Bunu yutan da çok oldu...
Aydın Bey kuldan korkmadı, bravo. Ama, Allah'tan da korkmadı! Hükümete diş geçiririm sandı, geçiremedi. Deviririm sandı, deviremedi. Devirmeye çalışan başkalarına arka çıkarım sandı, çıkamadı.
Aydın Bey'in adamları Türkiye'yi gerdiler de gerdiler, gerdiler de gerdiler... Ruh sağlığımızla oynadılar.
Onlara sorarsanız Türkiye ölmüştü, bitmişti, mahvolmuştu, battı batıyordu... Oysa gerçekler böyle demiyorlardı.
Kendi uydurdukları yalanlara inananlar ya da bu yalanların etkisi altında kalanlar da, olup bitenlere, hele hele seçim ve referandum sonuçlarına hep şaştılar kaldılar. Şimdi artık medyada muhalefet, az seyredilen bazı televizyon kanallarına, öldür Allah hep az satan bazı gazetelere ya da yeni zuhur eden ve alt tabakaya seslenen "lumpen" yayın organlarına sığınıyor...

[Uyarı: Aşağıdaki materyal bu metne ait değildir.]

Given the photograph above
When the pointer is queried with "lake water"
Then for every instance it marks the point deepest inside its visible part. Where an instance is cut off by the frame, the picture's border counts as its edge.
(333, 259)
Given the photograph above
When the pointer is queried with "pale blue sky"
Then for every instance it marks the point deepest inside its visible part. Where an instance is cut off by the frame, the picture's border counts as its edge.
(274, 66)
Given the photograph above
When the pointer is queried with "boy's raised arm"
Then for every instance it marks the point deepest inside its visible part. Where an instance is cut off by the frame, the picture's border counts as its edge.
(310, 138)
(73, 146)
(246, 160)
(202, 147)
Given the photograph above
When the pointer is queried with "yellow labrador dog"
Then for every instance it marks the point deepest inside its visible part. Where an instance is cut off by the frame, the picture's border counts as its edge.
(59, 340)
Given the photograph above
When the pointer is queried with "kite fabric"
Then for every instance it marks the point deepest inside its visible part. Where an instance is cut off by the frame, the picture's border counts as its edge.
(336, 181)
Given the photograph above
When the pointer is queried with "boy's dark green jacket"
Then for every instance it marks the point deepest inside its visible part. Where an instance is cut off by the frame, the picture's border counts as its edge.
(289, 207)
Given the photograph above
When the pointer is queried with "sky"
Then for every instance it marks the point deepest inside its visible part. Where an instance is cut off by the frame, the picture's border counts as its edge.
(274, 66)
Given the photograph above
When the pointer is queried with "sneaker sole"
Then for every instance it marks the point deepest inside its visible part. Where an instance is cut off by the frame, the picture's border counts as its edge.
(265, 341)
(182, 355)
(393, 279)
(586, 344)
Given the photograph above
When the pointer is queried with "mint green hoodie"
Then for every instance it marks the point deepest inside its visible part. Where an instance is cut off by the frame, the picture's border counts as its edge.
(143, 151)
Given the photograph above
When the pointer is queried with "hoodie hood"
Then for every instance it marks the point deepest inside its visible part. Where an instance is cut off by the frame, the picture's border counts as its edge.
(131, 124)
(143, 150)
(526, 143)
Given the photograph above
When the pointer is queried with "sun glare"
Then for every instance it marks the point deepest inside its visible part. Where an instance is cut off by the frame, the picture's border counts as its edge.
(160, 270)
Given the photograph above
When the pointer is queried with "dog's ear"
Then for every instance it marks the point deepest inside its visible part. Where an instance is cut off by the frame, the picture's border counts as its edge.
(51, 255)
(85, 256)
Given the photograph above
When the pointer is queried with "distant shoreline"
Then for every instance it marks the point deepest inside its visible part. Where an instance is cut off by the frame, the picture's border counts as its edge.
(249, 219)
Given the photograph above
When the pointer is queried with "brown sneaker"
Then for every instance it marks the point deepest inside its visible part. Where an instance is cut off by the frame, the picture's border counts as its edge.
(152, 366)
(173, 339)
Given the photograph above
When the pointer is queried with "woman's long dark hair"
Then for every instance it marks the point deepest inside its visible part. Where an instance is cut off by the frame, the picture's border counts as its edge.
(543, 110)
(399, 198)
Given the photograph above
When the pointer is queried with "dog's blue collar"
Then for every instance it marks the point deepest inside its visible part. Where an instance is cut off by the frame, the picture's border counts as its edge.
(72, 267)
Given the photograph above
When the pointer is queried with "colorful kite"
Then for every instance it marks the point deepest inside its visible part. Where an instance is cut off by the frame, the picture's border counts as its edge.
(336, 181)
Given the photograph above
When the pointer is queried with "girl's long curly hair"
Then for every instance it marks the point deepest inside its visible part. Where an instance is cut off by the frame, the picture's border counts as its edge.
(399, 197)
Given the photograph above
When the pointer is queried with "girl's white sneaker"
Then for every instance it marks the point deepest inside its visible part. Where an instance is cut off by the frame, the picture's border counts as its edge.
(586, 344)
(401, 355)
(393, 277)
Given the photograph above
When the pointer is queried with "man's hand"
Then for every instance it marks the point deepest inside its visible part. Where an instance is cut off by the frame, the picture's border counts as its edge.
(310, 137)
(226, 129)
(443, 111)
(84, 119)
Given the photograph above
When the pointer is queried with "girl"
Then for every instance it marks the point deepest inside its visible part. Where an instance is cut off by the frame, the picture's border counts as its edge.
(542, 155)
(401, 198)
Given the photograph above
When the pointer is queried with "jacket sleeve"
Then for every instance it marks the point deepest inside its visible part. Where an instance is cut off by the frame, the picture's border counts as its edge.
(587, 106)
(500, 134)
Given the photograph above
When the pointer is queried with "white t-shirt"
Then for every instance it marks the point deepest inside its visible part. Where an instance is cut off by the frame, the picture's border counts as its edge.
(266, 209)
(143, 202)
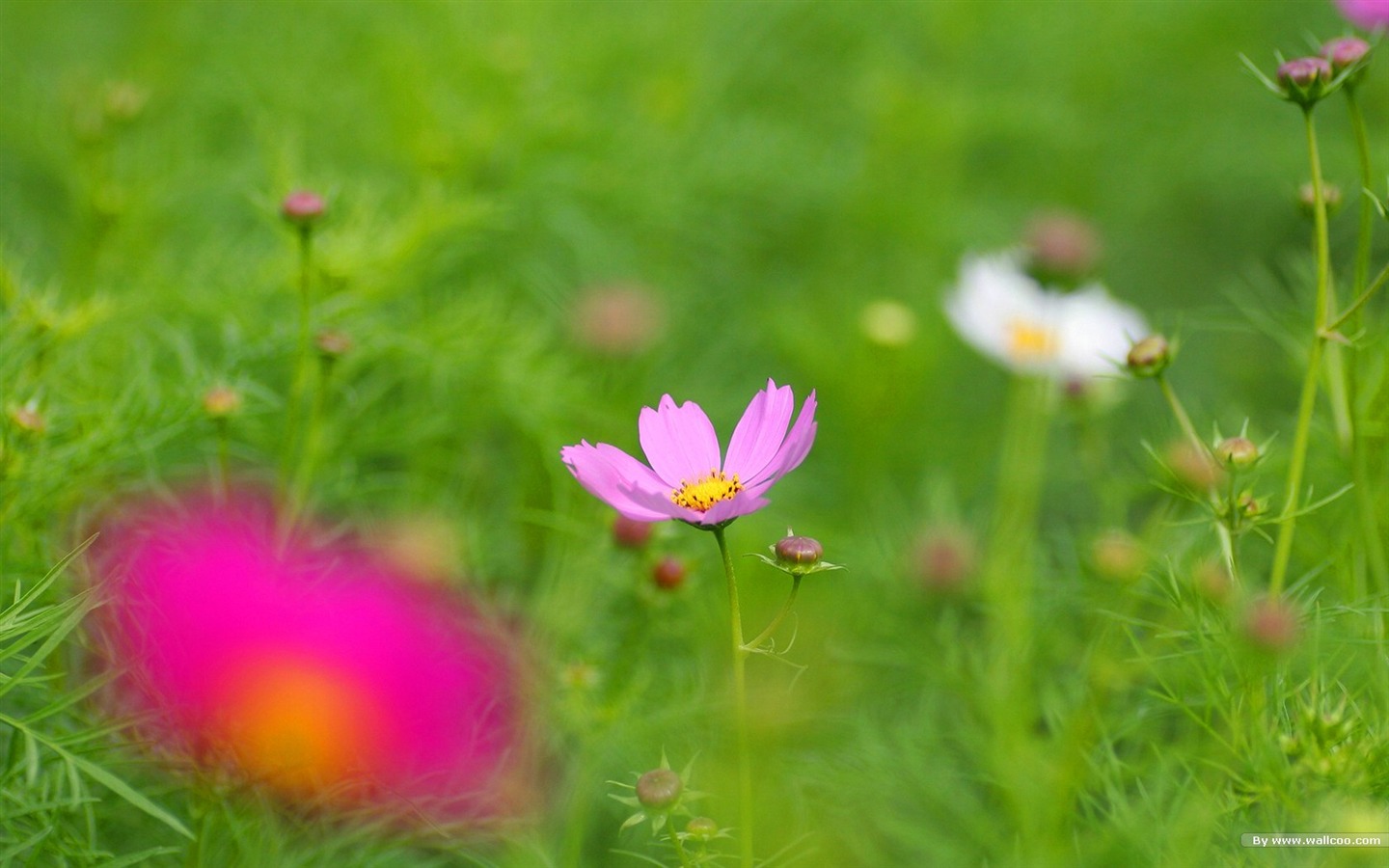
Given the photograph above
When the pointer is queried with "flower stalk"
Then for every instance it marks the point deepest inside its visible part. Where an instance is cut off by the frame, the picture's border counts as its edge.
(745, 770)
(1307, 401)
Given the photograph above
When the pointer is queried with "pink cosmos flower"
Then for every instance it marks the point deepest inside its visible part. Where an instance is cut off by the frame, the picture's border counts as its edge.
(1367, 14)
(688, 478)
(307, 665)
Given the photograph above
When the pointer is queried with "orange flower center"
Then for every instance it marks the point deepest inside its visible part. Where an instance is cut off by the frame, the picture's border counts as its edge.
(1029, 341)
(299, 725)
(706, 491)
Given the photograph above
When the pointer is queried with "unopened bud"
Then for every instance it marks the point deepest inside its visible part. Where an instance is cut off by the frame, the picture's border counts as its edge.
(1192, 464)
(1237, 451)
(799, 552)
(946, 558)
(221, 401)
(1345, 52)
(1118, 556)
(631, 533)
(887, 324)
(622, 319)
(28, 419)
(332, 344)
(1061, 246)
(1151, 356)
(701, 827)
(659, 791)
(668, 573)
(302, 207)
(1304, 79)
(1271, 625)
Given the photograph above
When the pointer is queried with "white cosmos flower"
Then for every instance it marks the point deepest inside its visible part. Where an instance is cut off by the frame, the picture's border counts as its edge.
(1004, 314)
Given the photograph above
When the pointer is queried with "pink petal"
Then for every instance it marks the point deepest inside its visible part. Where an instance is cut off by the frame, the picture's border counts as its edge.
(679, 442)
(610, 474)
(739, 504)
(792, 451)
(662, 503)
(760, 432)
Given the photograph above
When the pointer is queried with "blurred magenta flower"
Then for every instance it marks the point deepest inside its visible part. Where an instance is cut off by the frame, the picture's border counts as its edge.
(688, 479)
(1367, 14)
(309, 665)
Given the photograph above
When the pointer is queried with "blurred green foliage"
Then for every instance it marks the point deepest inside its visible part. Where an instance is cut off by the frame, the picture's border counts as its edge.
(766, 170)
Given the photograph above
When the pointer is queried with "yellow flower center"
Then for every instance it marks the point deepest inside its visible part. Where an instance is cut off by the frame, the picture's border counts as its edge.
(1029, 341)
(706, 491)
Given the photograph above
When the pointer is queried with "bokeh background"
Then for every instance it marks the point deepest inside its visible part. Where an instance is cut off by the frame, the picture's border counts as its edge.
(763, 173)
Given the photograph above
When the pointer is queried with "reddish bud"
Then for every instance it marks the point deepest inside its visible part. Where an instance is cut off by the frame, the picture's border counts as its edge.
(302, 207)
(659, 791)
(668, 573)
(1271, 625)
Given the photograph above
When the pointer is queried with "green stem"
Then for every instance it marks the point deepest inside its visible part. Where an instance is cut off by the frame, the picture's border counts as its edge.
(745, 770)
(675, 840)
(1007, 589)
(1183, 420)
(302, 362)
(1360, 474)
(309, 458)
(1307, 403)
(756, 643)
(1360, 302)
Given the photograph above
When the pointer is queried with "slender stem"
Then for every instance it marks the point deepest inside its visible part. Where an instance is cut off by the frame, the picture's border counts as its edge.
(313, 438)
(1360, 474)
(1307, 403)
(302, 362)
(1360, 302)
(1009, 587)
(675, 840)
(1222, 529)
(756, 643)
(1367, 220)
(745, 770)
(1183, 420)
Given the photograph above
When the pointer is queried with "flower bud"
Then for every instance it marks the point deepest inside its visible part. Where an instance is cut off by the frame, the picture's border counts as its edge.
(659, 791)
(701, 827)
(1116, 555)
(946, 558)
(1271, 625)
(1237, 451)
(624, 319)
(332, 344)
(798, 552)
(1061, 246)
(1345, 52)
(221, 401)
(1192, 464)
(302, 207)
(1304, 79)
(1307, 199)
(1151, 356)
(631, 533)
(28, 419)
(887, 324)
(668, 573)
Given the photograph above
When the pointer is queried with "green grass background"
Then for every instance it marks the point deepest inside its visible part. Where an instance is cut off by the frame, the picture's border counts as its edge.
(766, 168)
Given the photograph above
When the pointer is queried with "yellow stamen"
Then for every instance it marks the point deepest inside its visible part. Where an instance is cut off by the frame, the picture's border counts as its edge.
(1029, 341)
(706, 491)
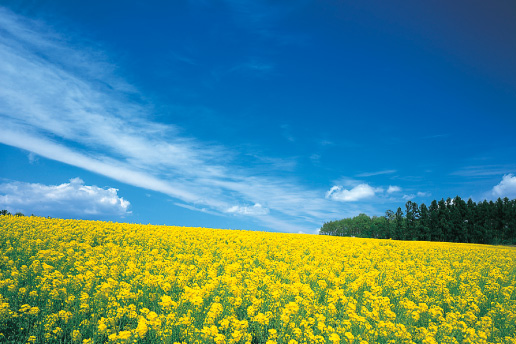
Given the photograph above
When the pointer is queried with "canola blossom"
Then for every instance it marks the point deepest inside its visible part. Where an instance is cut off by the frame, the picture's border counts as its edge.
(70, 281)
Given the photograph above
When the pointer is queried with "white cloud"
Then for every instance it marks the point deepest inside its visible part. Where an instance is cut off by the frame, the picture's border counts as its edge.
(359, 192)
(256, 209)
(60, 101)
(73, 199)
(506, 188)
(392, 189)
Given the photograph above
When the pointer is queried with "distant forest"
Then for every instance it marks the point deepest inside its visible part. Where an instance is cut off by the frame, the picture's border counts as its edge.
(453, 220)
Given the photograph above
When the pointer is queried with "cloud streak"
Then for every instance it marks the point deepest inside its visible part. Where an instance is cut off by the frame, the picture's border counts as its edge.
(62, 103)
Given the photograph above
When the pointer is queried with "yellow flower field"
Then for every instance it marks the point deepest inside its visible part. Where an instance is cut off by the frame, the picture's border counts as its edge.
(69, 281)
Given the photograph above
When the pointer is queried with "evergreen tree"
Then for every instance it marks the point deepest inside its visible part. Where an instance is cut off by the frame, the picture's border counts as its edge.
(423, 226)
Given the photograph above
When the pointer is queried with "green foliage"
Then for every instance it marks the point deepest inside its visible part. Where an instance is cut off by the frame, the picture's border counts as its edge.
(451, 220)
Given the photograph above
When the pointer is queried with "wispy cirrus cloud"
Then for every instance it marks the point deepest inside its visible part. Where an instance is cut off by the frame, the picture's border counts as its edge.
(506, 188)
(61, 102)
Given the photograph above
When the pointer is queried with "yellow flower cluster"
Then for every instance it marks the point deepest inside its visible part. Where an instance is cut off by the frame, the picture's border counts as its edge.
(70, 281)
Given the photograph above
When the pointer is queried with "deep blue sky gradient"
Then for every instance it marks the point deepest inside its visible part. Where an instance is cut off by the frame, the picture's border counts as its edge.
(309, 94)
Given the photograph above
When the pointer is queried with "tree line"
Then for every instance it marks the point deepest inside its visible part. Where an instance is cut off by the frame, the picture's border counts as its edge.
(451, 220)
(6, 212)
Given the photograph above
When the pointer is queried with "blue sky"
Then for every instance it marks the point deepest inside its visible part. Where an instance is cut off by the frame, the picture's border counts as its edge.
(260, 115)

İşte bu nedenle de, elinizde tuttuğunuz şu liberal gazete basının yeni "amiral gemisidir" artık. "Bürokrasinin sözcülüğünü" de, tarafsız görüntüsünü sürdürmeye çalışan gene yeni bir gazete üstüne almaktadır ama onun da sürümü hep geri kalmaktadır. Yaygaracı lumpen gazetesi bile onu geçmiştir.
Aydın Doğan kendine de, dükkanlarına da yazık etti.
"Anadolu köylüsünün burjuvalaşma tarihine" altın harflerle geçebilirdi. "Taşra taciri" olarak kalacak.
Yeni Türkiye'nin adamı, önderlerinden biri olamadı, geçiş döneminin yıldızı oldu. Medya patronluğu da, hem kendi hayatında hem basın tarihinde bir "arıza" olarak kaldı. Ne yeni yüzyılı anlayabildi, ne yeni Türkiye'yi... Bir heves etmişti, geçmek zorunda kalıyor.
John Maynard Keynes'in dediği gibi "uzun vadede hepimiz ölmüş olacağız"... Hepimiz de bir geçiş dönemine denk geldik, ufak ufak da gidiyoruz artık... Türkiye'nin bendenizi hatırlayacak kadar kadirbilir olduğunu sanmıyorum. Fakat, diyelim yirmi birinci yüzyılın ikinci yarısında, Aydın Bey nasıl hatırlanacaktır acaba?
Herhalde Malumatçı Baba Tahir gibi değil de... Bir Erol Simavi gibi mi, bir Halil Lütfi gibi mi?